Polidimetilsilossano (PDMS)
- In una tazza di plastica monouso combinare Sylgard 184 Base elastomero siliconico con il catalizzatore nel rapporto 10:1, mescolare energicamente con una linguetta di legno o plastica depressore quindi degassare in una campana sottovuoto temperatura ambiente per 30 min.
- Centro di un vetrino standard del mandrino azionato a vuoto di un rivestitore a rotazione, quindi filo 0,5 ml del polimero elastomero mista sul centro della superficie di scorrimento. Spin a6000 rpm per 60 sec.

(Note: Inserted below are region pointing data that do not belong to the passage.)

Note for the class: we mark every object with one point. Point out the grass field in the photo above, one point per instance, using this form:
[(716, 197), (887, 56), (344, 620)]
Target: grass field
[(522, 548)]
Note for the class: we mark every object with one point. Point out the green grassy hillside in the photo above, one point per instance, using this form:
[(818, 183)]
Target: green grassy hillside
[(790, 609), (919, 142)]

- Curare i PDMS rivestite con diapositive di una 70 ° C forno o su una piastra calda digitale (protetto dalla polvere) per 4 ore a tutta la notte.
- Diapositive induriti possono essere utilizzati immediatamente, o conservati per diversi mesi in una scatola diapositiva che è sigillato all'interno di un sacchetto di plastica Ziploc e conservato in un cassetto. Il PDMS attira la polvere, quindi deve essere ben protetto dalla circolazione dell'aria ambiente.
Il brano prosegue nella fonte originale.